## 6.1. Diving in

In previous chapters, we “dived in” by immediately looking at code and trying to understanding it as quickly as possible. Now that you have some Python under your belt, we’re going to step back and look at the steps that happen before the code gets written.

In this chapter we’re going to write a set of utility functions to convert to and from Roman numerals. You’ve most likely seen Roman numerals, even if you didn’t recognize them. You may have seen them in copyrights of old movies and television shows (“Copyright MCMXLVI” instead of “Copyright 1946”), or on the dedication walls of libraries or universities (“established MDCCCLXXXVIII” instead of “established 1888”). You may also have seen them in outlines and bibliographical references. It’s a system of representing numbers that really does date back to the ancient Roman empire (hence the name).

In Roman numerals, there are seven characters which are repeated and combined in various ways to represent numbers.

1. I = 1
2. V = 5
3. X = 10
4. L = 50
5. C = 100
6. D = 500
7. M = 1000

There are some general rules for constructing Roman numerals:

1. Characters are additive. I is 1, II is 2, and III is 3. VI is 6 (literally, “5 and 1”), VII is 7, and VIII is 8.
2. The tens characters (I, X, C, and M) can be repeated up to three times. At 4, you have to subtract from the next highest fives character. You can’t represent 4 as IIII; instead, it is represented as IV (“1 less than 5”). 40 is written as XL (“10 less than 50”), 41 as XLI, 42 as XLII, 43 as XLIII, and then 44 as XLIV (“10 less than 50, then 1 less than 5”).
3. Similarly, at 9, you have to subtract from the next highest tens character: 8 is VIII, but 9 is IX (“1 less than 10”), not VIIII (since the I character can not be repeated four times). 90 is XC, 900 is CM.
4. The fives characters can not be repeated. 10 is always represented as X, never as VV. 100 is always C, never LL.
5. Roman numerals are always written highest to lowest, and read left to right, so order of characters matters very much.

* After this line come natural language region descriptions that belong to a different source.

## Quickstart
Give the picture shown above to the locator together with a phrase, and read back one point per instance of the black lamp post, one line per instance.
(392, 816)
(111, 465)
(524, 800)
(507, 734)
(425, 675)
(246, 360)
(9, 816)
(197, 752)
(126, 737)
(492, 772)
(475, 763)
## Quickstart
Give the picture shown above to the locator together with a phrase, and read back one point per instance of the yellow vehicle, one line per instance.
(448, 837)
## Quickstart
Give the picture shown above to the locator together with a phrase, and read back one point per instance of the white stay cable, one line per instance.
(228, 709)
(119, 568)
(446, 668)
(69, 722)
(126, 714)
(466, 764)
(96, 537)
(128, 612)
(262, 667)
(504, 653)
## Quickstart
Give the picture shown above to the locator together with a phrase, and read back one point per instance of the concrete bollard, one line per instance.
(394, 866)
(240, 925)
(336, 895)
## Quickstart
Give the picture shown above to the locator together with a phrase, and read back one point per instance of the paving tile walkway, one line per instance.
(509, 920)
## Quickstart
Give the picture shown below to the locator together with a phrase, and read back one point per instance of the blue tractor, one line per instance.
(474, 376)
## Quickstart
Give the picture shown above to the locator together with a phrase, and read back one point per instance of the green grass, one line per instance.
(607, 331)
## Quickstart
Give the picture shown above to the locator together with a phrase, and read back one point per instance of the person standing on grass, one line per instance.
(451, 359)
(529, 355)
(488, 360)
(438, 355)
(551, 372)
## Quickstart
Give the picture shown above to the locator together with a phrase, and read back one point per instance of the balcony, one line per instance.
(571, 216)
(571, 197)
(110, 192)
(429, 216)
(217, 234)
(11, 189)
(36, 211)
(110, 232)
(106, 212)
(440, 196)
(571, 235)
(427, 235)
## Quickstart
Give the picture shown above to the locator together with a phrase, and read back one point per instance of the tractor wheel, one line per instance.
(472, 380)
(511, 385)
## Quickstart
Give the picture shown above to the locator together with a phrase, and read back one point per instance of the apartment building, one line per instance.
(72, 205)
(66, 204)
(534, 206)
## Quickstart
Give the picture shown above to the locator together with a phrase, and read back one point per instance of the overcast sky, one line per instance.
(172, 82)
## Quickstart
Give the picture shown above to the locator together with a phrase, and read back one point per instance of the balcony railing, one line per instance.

DC is 600; CD is a completely different number (400, “100 less than 500”). CI is 101; IC is not even a valid Roman numeral (because you can’t subtract 1 directly from 100; you would have to write it as XCIX, “10 less than 100, then 1 less than 10”).

These rules lead to a number of interesting observations:

1. There is only one correct way to represent a number as Roman numerals.
2. The converse is also true: if a string of characters is a valid Roman numeral, it represents only one number (i.e. it can only be read one way).
3. There is a limited range of numbers that can be expressed as Roman numerals, specifically 1 through 3999. (The Romans did have several ways of expressing larger numbers, for instance by having a bar over a numeral to represent that its normal value should be multiplied by 1000, but we’re not going to deal with that. For the purposes of this chapter, Roman numerals go from 1 to 3999.)
4. There is no way to represent 0 in Roman numerals. (Amazingly, the ancient Romans had no concept of 0 as a number. Numbers were for counting things you had; how can you count what you don’t have?)
5. There is no way to represent negative numbers in Roman numerals.
6. There is no way to represent decimals or fractions in Roman numerals.

Given all of this, what would we expect out of a set of functions to convert to and from Roman numerals?

### roman.py requirements

1. toRoman should return the Roman numeral representation for all integers 1 to 3999.
2. toRoman should fail when given an integer outside the range 1 to 3999.
3. toRoman should fail when given a non-integer decimal.
4. fromRoman should take a valid Roman numeral and return the number that it represents.
5. fromRoman should fail when given an invalid Roman numeral.
6. If you take a number, convert it to Roman numerals, then convert that back to a number, you should end up with the number you started with. So fromRoman(toRoman(n)) == n for all n in 1..3999.
7. toRoman should always return a Roman numeral using uppercase letters.
8. fromRoman should only accept uppercase Roman numerals (i.e. it should fail when given lowercase input).